Community News Archives for 2023-07

American Red Cross offers heat safety tips

High temperatures are expected throughout much of the Indiana region in the next few days. For this reason, it is important to take precautions to avoid heat exhaustion or heat stroke.

The American Red Cross offers steps you can take to help stay safe when the temperatures soar.

  • Hot cars can be deadly. Never leave children or pets in your vehicle. The inside temperature of the car can quickly reach 120 degrees.
  • Stay hydrated by drinking plenty of fluids. Avoid drinks with caffeine or alcohol.
  • Check on family, friends and neighbors who do not have air conditioning, who spend much of their time alone or who are more likely to be affected by the heat.
  • If you do not have air conditioning, seek relief from the heat during the warmest part of the day in places like schools, libraries, theaters, malls, etc.
  • Avoid extreme temperature changes.
  • Wear loose-fitting, lightweight, light-colored clothing. Avoid dark colors because they absorb the sun’s rays.
  • Slow down, stay indoors and avoid strenuous exercise during the hottest part of the day.
  • Postpone outdoor games and activities.
  • Take frequent breaks and use a buddy system when working outdoors.
  • Check on animals frequently to ensure that they are not suffering from the heat. Make sure they have plenty of cool water and shade.
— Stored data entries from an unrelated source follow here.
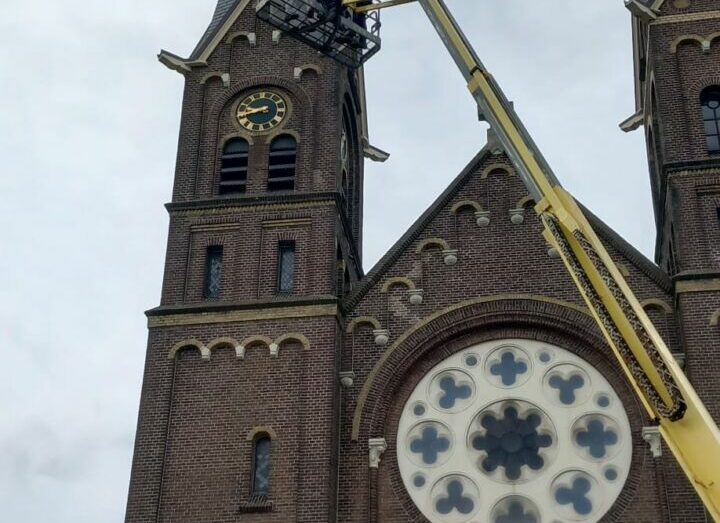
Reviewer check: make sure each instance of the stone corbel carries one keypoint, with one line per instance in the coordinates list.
(377, 447)
(382, 336)
(651, 435)
(347, 379)
(416, 296)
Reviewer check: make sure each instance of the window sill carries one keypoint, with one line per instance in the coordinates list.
(256, 504)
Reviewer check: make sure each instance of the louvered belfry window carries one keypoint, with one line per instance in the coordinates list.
(281, 164)
(213, 272)
(710, 100)
(261, 467)
(234, 167)
(286, 267)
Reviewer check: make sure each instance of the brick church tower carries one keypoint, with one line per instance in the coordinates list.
(460, 380)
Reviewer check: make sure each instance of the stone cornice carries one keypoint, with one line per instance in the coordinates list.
(686, 17)
(257, 310)
(696, 281)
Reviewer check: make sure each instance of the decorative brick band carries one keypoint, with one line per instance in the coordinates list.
(402, 352)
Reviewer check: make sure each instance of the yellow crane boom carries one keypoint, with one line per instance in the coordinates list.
(663, 389)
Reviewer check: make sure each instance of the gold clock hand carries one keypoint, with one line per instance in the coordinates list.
(253, 110)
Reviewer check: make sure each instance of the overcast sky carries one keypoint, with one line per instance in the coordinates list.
(89, 123)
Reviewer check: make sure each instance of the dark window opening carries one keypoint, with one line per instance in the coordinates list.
(281, 164)
(213, 272)
(234, 167)
(710, 101)
(286, 267)
(261, 467)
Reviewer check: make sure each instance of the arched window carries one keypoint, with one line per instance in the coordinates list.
(261, 467)
(710, 100)
(234, 167)
(281, 165)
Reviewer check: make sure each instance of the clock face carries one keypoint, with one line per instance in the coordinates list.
(261, 111)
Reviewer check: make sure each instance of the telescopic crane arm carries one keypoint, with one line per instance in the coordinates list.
(661, 386)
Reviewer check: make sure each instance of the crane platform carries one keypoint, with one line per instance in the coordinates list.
(334, 29)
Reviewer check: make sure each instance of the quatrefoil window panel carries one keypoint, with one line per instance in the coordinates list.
(514, 431)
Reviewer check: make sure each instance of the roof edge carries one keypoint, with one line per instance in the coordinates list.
(391, 256)
(642, 262)
(604, 231)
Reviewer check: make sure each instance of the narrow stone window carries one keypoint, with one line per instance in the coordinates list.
(261, 467)
(281, 164)
(213, 272)
(710, 101)
(286, 267)
(234, 167)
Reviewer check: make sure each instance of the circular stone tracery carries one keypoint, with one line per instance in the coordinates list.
(514, 431)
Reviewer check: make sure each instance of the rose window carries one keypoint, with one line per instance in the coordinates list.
(514, 432)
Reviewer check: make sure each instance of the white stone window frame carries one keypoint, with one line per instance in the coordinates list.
(570, 463)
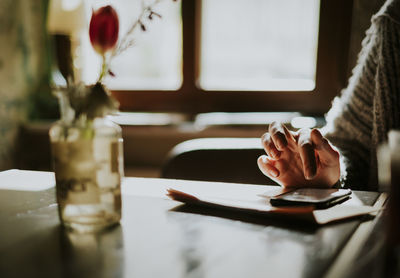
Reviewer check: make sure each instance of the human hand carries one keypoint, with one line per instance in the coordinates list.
(298, 159)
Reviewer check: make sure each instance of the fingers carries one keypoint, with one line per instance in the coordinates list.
(307, 154)
(266, 167)
(269, 146)
(279, 135)
(325, 151)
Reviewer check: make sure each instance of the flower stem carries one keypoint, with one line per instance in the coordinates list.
(104, 69)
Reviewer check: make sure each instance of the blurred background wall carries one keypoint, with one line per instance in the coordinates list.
(24, 69)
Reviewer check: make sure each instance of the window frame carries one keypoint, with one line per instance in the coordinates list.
(331, 73)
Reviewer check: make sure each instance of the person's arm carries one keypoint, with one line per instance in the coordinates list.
(360, 119)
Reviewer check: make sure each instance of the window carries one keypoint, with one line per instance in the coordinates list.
(239, 56)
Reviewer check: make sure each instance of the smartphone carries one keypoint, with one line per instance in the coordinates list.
(318, 197)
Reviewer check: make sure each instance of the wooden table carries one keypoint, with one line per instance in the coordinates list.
(159, 237)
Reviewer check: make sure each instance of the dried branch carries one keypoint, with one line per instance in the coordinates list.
(127, 41)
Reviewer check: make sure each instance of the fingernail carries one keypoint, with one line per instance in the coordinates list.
(281, 145)
(273, 173)
(264, 159)
(309, 175)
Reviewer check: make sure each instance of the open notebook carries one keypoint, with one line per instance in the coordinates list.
(260, 205)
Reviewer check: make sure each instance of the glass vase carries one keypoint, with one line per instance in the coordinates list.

Excessive heat can lead to sunburn, heat cramps, heat exhaustion and heat stroke. If someone is experiencing heat cramps in the legs or abdomen, get them to a cooler place, have them rest, lightly stretch the affected muscle, and replenish their fluids with half a glass (about 4 ounces) of cool water every 15 minutes.

Heat Exhaustion

If someone is exhibiting signs of heat exhaustion (cool, moist, pale or flushed skin, heaving sweating, headache, nausea, dizziness, weakness and exhaustion), move them to a cooler place, remove or loosen tight clothing and spray the person with water or apply cool, wet clothes or towels to the skin. Fan the person.

If they are conscious, give small amounts of cool water to drink. Make sure the person drinks slowly. Watch for changes in condition. If the person refuses water, vomits or begins to lose consciousness, call 911.

Heat Stroke

Heat stroke usually occurs by ignoring the signals of heat exhaustion. Heat stroke develops when the body systems are overwhelmed by heat and begin to stop functioning. Signs include hot, red skin which may be dry or moist; changes in consciousness; vomiting and high body temperature.

Call 911 immediately if someone shows signs of heat stroke. Move the person to a cooler place. Quickly cool the person’s body by immersing them up to their neck in cold water if possible. Otherwise, douse or spray the person with cold water, or cover the person with cold, wet towels or bags of ice.

Risk Factors

Heat is the leading weather-related killer in the U.S. More than 600 people in this country die every year from heat-related illnesses, according to the Centers for Disease Control and Prevention (CDC).
Some people are more at risk of developing a heat-related illness, including adults over 65, those with chronic medical conditions, people who work outside, infants and children, and athletes. Some may take medications that make the effects of extreme heat worse. People with heart disease, poor blood circulation, obesity and mental illness are also at risk for getting sick if the temperatures climb.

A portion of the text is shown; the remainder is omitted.